But you've provided one example of the geopolitical school of thought that blames U.S. involvement for violence, and believes that -- whether because of malevolence or just blundering -- our presence/involvement inevitably makes things worse. I'm not saying that you hold that belief
generally, but that certainly appears to be the case with the particular opinion you expressed here.
But I do think that is one of the
President's core foreign policy principles -- that things would get better on their own if we just left them alone. Kind of the Jmmy Carer foreign policy on steroids.
And I believe that's part of what has him looking so indecisive/passive right now. When one of your core precepts is that U.S. involvement makes things worse, then how do you respond when our un-involvement/withdrawal/passivity is followed not by a reduction in tensions and conflict, but by massive escalation? Reality has contradicted his worldview. And now when the sentiment seems to be that we should "do something", that sentiment runs up against that long-held belief that "doing something" makes things worse. So, he dithers.
But if you think bombing ISIS and engaging them in armed conflict will solve this problem you're mistaken. You can't win a war against an idea. More and more Muslims will continue to perceive this as a war against Islam, and more and more of them will take up arms against the United States.
An effective military campaign against ISIS can defeat ISIS. Whether you can defeat "an idea" is fairly irrelevant because you
can win a war against the people who espouse that idea so as to at least limit, and sometimes eliminate, their effectiveness and that idea.
The Cathars and a great many others likely would disagree with you about not being able to win a war against an idea. There are tons of examples throughout history where successful military campaigns have essentially killed an idea. Or at least, prevented those who still believe in that idea from being able to meaningfully affect the rest of the world.
I also reject your aphorism that fighting against radical Islam will simply encourage more people to join it.

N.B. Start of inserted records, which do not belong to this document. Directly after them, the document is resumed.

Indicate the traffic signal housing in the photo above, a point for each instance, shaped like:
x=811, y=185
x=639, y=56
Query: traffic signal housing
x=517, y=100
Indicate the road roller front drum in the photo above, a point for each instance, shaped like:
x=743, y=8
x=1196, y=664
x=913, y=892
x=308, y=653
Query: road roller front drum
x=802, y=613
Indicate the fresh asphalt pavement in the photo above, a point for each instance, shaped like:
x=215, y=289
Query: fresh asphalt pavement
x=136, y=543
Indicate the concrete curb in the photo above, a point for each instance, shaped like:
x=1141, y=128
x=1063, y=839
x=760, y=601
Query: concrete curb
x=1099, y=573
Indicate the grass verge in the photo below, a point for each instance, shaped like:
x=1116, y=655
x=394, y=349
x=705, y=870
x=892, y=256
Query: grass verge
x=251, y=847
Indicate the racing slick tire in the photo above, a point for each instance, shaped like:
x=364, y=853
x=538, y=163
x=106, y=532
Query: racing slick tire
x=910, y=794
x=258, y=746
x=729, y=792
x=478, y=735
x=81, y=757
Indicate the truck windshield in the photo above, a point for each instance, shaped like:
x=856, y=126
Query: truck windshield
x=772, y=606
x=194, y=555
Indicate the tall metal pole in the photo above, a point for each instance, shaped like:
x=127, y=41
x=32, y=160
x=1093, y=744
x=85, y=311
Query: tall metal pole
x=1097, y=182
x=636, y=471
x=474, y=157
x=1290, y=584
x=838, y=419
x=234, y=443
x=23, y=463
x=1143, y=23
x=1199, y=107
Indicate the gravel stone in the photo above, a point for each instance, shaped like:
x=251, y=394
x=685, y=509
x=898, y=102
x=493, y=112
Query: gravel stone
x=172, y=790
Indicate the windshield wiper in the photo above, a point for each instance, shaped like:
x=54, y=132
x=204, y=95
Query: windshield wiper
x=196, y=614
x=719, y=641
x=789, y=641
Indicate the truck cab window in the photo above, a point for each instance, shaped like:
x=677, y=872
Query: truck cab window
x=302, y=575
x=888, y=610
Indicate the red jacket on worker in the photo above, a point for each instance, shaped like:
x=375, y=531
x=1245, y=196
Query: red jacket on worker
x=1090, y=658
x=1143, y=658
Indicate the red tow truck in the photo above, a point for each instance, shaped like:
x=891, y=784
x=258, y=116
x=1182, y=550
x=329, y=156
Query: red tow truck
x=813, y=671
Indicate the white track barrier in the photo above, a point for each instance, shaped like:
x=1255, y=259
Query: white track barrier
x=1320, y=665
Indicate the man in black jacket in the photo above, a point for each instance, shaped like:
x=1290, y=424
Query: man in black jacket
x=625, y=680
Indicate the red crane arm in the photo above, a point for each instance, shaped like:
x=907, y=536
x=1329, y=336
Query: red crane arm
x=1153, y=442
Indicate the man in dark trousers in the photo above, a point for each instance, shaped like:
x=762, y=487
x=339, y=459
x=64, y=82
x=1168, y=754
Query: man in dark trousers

That's a bootstrapping argument that ignores how ISIS got all that power and influence in the first place in places in which we had no real involvement at all. And I think there's pretty good evidence that ISIS expanded so rapidly in Iraq precisely because it
wasn't being countered by a competent military adversary.
I'm not saying we shouldn't level strikes against ISIS specifically as that is a narrower issue.
Okay, so you agree that we
should level strikes against ISIS? Then where's the disagreement? Because I never said that U.S. military involvement alone was the best course to address the overall problem.
What I am saying is that we should not expect such a military conflict to solve this large-scale problem. We will need to change our foreign policy, drastically, if we really want an end to Islamic extremism targeted towards the United States.
I agree that it may not be a problem that can be resolved
solely through military means, but it also isn't one that can be resolved purely by non-military action either. The primary impetus to solve the larger scale problem is going to have to come from within the larger community of Islam.